If you are looking at a 459% payday loan or a $2,499 installment loan priced to escape AB 539, you have alternatives worth checking before signing:

  • A Payday Alternative Loan (PAL) from a federal credit union, capped at 28% APR with a $20 application fee, regulated by the NCUA. See our PAL guide.
  • An earned wage access advance from a DFPI-registered provider
  • A small loan from a community development financial institution (CDFI) such as the Mission Asset Fund
  • A repayment plan or hardship deferral from the original creditor you are trying to pay (medical, utility, landlord)

How to File a Complaint With the DFPI

If you believe a lender has charged you above the rate cap on a loan that should be covered by AB 539, file at the DFPI complaint portal.
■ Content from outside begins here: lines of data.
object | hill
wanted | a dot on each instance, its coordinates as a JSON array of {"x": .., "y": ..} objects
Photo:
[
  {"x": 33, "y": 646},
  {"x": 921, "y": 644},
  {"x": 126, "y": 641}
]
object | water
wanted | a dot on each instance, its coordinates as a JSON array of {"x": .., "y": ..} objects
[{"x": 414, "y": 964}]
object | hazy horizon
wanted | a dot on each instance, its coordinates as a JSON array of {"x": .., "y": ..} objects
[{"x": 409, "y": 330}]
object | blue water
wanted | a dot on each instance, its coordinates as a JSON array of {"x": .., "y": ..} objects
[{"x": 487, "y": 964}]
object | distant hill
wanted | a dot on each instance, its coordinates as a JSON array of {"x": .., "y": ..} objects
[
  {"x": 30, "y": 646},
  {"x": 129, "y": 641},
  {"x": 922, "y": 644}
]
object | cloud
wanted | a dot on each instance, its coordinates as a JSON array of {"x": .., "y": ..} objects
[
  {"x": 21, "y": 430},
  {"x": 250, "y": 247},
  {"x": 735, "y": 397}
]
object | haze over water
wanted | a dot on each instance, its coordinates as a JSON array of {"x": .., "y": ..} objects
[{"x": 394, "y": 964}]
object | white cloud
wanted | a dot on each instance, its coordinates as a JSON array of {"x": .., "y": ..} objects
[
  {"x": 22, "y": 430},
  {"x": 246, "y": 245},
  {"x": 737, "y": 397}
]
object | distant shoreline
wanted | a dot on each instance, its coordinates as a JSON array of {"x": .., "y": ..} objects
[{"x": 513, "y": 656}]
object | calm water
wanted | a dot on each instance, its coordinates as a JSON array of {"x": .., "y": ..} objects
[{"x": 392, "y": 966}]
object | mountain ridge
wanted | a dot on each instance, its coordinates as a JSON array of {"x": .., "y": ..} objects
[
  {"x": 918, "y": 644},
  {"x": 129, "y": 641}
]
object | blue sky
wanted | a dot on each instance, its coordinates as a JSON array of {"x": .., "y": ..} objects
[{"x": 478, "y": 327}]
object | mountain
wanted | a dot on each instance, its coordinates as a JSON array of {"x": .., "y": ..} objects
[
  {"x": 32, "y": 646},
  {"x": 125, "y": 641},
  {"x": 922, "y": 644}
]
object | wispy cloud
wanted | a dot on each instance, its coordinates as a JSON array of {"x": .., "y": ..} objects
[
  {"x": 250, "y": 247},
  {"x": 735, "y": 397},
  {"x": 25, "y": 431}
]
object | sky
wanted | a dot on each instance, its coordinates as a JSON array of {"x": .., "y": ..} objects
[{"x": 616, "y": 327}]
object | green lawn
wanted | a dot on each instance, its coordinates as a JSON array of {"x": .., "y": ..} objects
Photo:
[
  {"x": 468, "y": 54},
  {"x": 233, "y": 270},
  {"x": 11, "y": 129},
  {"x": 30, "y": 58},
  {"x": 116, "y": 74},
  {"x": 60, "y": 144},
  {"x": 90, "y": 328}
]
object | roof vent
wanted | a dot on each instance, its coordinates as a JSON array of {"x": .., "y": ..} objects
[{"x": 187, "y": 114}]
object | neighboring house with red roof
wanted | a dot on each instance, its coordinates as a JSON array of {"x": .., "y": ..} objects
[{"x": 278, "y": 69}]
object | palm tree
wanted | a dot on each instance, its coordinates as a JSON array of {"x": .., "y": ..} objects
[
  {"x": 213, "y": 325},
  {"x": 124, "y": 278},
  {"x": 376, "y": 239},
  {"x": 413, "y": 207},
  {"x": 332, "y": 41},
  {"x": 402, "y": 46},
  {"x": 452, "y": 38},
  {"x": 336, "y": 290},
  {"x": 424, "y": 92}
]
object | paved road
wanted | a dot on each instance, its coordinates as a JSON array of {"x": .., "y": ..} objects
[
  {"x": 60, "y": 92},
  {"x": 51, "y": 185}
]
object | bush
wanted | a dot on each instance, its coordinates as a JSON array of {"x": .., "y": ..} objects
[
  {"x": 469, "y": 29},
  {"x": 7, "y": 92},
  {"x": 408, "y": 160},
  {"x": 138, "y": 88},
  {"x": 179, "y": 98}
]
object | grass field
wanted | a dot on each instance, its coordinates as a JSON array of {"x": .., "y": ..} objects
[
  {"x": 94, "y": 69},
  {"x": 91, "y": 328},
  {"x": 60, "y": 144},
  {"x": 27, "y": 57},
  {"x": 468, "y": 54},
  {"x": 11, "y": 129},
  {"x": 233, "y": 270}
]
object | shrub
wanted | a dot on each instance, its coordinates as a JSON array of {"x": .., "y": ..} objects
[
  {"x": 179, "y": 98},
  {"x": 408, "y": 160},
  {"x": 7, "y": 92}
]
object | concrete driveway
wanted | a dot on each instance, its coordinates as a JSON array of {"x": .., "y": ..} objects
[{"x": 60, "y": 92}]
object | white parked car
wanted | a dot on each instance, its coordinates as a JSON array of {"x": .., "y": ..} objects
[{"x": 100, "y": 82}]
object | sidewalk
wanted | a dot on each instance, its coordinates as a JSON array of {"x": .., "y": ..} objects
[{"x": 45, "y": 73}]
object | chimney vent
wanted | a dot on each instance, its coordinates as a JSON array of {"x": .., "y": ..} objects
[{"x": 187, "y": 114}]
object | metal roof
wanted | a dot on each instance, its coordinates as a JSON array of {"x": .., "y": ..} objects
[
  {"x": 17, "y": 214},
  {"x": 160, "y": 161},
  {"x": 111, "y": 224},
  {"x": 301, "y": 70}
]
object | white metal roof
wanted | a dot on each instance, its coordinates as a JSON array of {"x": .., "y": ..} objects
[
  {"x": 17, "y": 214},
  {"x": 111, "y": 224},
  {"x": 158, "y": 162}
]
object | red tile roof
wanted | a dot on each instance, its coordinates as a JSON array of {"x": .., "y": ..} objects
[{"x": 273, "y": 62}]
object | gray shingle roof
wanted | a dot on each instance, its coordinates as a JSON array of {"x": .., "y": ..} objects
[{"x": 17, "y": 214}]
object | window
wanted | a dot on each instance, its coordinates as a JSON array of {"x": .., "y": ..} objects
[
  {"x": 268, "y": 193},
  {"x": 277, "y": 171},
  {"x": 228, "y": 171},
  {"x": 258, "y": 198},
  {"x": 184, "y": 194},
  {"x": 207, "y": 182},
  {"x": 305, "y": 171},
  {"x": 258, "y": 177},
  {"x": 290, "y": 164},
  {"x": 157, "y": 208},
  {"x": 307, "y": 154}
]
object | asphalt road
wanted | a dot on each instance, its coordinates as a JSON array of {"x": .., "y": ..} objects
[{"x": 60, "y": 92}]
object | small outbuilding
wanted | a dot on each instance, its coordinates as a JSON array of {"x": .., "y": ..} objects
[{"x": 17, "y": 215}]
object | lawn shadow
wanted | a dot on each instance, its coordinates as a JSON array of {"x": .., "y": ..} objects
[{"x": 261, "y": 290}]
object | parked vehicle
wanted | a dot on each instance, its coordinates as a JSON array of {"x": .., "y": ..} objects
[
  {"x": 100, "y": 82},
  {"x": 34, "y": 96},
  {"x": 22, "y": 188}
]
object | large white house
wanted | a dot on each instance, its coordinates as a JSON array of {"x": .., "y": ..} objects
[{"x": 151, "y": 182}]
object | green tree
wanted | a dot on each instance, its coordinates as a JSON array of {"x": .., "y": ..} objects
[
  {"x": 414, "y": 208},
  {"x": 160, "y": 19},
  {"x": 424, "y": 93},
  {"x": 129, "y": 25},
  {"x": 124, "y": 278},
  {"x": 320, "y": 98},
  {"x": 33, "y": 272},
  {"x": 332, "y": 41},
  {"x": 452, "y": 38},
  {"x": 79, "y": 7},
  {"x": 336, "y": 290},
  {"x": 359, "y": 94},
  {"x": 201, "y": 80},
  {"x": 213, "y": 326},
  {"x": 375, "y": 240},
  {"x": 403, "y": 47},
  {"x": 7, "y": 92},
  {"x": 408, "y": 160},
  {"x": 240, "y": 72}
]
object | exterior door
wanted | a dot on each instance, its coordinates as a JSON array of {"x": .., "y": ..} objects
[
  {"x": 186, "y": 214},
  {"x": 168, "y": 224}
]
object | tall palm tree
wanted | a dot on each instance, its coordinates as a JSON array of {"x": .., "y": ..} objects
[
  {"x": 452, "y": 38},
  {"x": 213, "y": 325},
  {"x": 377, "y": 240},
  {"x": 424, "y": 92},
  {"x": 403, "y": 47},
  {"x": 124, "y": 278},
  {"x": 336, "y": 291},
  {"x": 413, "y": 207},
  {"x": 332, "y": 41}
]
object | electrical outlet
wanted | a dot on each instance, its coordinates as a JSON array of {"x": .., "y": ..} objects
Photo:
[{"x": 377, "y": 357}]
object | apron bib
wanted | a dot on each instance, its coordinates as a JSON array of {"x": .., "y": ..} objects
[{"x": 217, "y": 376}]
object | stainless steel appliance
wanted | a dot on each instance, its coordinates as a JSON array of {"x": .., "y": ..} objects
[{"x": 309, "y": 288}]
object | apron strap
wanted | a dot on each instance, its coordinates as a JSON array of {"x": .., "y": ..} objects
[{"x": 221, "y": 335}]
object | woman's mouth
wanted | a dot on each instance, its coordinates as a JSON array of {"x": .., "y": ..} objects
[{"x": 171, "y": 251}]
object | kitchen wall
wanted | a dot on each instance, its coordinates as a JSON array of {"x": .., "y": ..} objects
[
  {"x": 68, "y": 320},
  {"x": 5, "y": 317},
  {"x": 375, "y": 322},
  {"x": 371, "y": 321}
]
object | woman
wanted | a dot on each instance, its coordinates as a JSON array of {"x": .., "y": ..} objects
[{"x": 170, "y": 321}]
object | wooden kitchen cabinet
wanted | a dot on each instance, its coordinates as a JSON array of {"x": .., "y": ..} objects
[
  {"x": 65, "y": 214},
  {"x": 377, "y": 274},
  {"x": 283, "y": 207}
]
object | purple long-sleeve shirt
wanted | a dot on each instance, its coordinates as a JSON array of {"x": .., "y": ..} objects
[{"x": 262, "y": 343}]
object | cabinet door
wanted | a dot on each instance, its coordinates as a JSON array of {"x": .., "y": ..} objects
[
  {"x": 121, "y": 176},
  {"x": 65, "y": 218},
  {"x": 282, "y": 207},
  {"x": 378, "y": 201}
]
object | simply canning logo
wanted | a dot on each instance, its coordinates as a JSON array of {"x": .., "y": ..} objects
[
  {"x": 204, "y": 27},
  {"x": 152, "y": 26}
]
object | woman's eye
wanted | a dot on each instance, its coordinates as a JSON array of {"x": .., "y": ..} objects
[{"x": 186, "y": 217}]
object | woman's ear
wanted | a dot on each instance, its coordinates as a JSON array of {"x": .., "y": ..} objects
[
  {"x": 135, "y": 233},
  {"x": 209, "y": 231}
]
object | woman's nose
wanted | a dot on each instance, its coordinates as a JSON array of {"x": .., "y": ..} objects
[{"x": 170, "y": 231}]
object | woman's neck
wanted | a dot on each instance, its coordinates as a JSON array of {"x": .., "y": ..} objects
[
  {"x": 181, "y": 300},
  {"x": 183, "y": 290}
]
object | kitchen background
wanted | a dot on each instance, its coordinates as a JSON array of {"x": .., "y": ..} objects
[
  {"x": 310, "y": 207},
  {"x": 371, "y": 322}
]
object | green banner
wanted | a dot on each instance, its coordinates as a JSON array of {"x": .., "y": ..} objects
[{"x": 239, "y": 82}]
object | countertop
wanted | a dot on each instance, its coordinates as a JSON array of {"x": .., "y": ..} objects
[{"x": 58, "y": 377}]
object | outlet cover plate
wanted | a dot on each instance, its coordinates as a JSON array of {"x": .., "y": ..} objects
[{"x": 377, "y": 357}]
Include the loan agreement, the disclosure box, the payment history, and a written statement explaining which rule you believe was broken (for example: "loan principal of $3,200 originated August 12, 2024, at 89% APR, in apparent violation of Financial Code section 22304.5").

The DFPI does not refund you directly. It does build records, supervise licensees, and bring enforcement actions. The detailed paper trail you submit is what makes those actions possible. For complaint structure that gets read, see our CFPB complaint guide.

Frequently Asked Questions

Are payday loans legal in California?

Yes. The classic single-payment payday loan is legal under the California Deferred Deposit Transaction Law (Fin. Code 23000 et seq.), with a $300 maximum, a 15% fee cap, and a 31-day maximum term.

What's the maximum APR on a California payday loan?

The classic CDDTL payday loan effectively runs about 459% APR on a 14-day, $300 advance. AB 539's 36% cap does not apply to this product because it is governed by a separate statute.

Did AB 539 cap payday loans?

No, not the classic payday loan. AB 539 capped consumer installment loans from $2,500 to $9,999 at 36% plus the federal funds rate. The single-payment payday loan under the CDDTL was untouched.

What's the maximum payday loan in California?

$300 face value under the CDDTL. The fee can be up to 15% of the face value, and the term cannot exceed 31 days.

How do I file a complaint with the DFPI?

Submit your loan documents, payment records, and a clear written statement of the violation you believe occurred. Cite the statute if you can identify it.

Are tribal payday lenders legal in California?

It depends. Under People v. Miami Nation Enterprises (2016), tribal entities do not automatically inherit sovereign immunity from California's lending laws. They must prove they are an "arm of the tribe" under a multi-factor test. Many do not meet it. If a tribal-affiliated lender quoted you a rate above the applicable California cap, file with the DFPI and let the regulator sort it out.